The power and the glory of Billy Graham
The US evangelist who has just died was close to many American presidents of both political persuasions. Admirably bipartisan or apolitical? Perhaps. It looks more like opportunism
In the 1940s, two young preachers and close friends were seen as the rising stars of North American evangelism. One was the late Billy Graham, who became the first American religious leader to lie in state, his funeral on Friday attended by US President Donald Trump and Vice-President Mike Pence.

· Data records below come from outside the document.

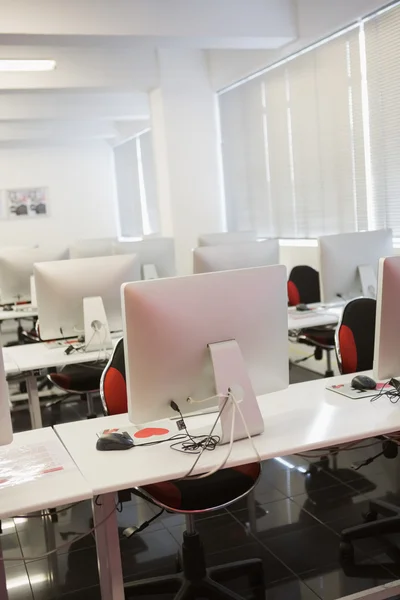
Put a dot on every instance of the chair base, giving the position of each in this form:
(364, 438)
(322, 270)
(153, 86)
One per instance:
(372, 527)
(198, 582)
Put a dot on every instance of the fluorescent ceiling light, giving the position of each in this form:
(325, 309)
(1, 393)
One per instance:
(25, 65)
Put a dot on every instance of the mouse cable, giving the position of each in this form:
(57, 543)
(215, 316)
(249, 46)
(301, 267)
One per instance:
(236, 407)
(392, 393)
(28, 559)
(222, 464)
(198, 442)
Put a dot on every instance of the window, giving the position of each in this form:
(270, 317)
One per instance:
(136, 187)
(310, 146)
(382, 59)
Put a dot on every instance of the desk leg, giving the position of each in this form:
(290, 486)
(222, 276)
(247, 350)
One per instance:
(108, 550)
(34, 402)
(383, 592)
(3, 584)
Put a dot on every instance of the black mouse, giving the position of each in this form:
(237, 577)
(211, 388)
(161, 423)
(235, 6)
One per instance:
(363, 382)
(115, 441)
(302, 307)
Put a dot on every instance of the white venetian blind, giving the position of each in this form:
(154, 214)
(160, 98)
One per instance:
(382, 56)
(243, 152)
(128, 189)
(150, 212)
(136, 187)
(293, 154)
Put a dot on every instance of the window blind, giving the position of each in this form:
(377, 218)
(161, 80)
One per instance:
(150, 209)
(382, 62)
(293, 145)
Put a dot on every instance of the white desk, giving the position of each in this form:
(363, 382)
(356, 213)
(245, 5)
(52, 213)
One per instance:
(9, 315)
(10, 366)
(303, 417)
(54, 489)
(31, 359)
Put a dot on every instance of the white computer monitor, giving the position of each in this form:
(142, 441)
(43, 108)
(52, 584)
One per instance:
(229, 237)
(91, 248)
(387, 325)
(16, 269)
(156, 256)
(341, 257)
(171, 325)
(6, 433)
(63, 288)
(235, 256)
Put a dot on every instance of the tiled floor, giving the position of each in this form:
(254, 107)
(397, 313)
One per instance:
(293, 527)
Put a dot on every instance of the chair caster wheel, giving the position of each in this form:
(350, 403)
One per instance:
(346, 552)
(370, 516)
(178, 563)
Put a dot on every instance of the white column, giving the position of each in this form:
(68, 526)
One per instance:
(187, 153)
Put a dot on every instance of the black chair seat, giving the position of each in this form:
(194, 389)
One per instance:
(78, 379)
(210, 493)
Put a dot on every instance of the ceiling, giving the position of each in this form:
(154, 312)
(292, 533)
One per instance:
(107, 56)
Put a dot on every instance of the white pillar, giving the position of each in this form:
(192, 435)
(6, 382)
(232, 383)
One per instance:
(186, 150)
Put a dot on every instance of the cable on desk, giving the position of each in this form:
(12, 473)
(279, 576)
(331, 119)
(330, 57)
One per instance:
(56, 512)
(28, 559)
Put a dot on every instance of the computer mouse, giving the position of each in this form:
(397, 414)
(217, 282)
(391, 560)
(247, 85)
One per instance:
(363, 382)
(302, 307)
(115, 441)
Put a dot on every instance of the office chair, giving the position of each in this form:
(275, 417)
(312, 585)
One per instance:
(188, 497)
(355, 351)
(355, 336)
(303, 288)
(81, 380)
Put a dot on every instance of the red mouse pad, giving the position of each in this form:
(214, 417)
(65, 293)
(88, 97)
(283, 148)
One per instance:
(149, 432)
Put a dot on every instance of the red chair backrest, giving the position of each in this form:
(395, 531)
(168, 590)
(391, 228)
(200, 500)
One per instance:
(113, 383)
(303, 285)
(356, 336)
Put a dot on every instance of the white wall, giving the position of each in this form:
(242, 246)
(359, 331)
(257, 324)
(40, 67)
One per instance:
(80, 180)
(186, 153)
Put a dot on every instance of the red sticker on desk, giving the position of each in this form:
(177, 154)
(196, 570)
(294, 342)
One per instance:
(150, 432)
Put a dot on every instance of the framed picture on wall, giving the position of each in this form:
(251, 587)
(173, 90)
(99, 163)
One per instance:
(27, 203)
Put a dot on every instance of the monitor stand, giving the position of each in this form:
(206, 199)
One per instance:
(33, 292)
(97, 332)
(230, 373)
(149, 272)
(368, 281)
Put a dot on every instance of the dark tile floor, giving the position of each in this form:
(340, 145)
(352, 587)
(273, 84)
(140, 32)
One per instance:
(292, 523)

The other was Canadian Charles Templeton, who died in relative obscurity in 2001, though he was widely respected as a newsman and media executive. At the height of his evangelical influence in the early 1950s, Templeton hosted a weekly religious show on CBS television in the US and was as well-known, if not more so, as Graham. But he lost his faith. His journey to unbelief was chronicled in his poignant memoirs Farewell to God.
The book is worth reading in its own right, but its opening pages offer a window, if you like, into Graham’s then young soul and help explain the latter’s phenomenally successful career.
In a conversation, Templeton said he couldn’t believe the biblical account of creation in light of modern science. But Graham said he had no such doubt.
“I believe the Genesis account of creation because it’s in the Bible,” he was quoted as saying. “I’ve discovered something in my ministry: When I take the Bible literally, when I proclaim it as the word of God, my preaching has power.”
The operative word here is “power”. His flocks would no doubt take it to mean “the power and the glory”. But there was also power of the earthlier variety. Why question blind faith when it was your ticket to power?
Graham was a lackey of William Randolph Hearst, the Rupert Murdoch of his day, only more powerful. Eisenhower asked him for biblical passages to quote for his presidential campaign. Johnson wanted to make him a cabinet secretary. He was so close to Nixon he once drafted a classified memo urging the president to bomb and destroy the economy of North Vietnam. Both men were anti-Semitic. Clinton tried to use him to deflate attention on the growing Monica Lewinsky sex scandal.
Admirably bipartisan or apolitical? Perhaps. It looks more like opportunism. Not all presidents fell for Graham, though. Truman called him “counterfeit”, and the Catholic Kennedy White House was unwelcome.
In another era or culture, men like Graham would still be close to power, though it could well be with a different religion.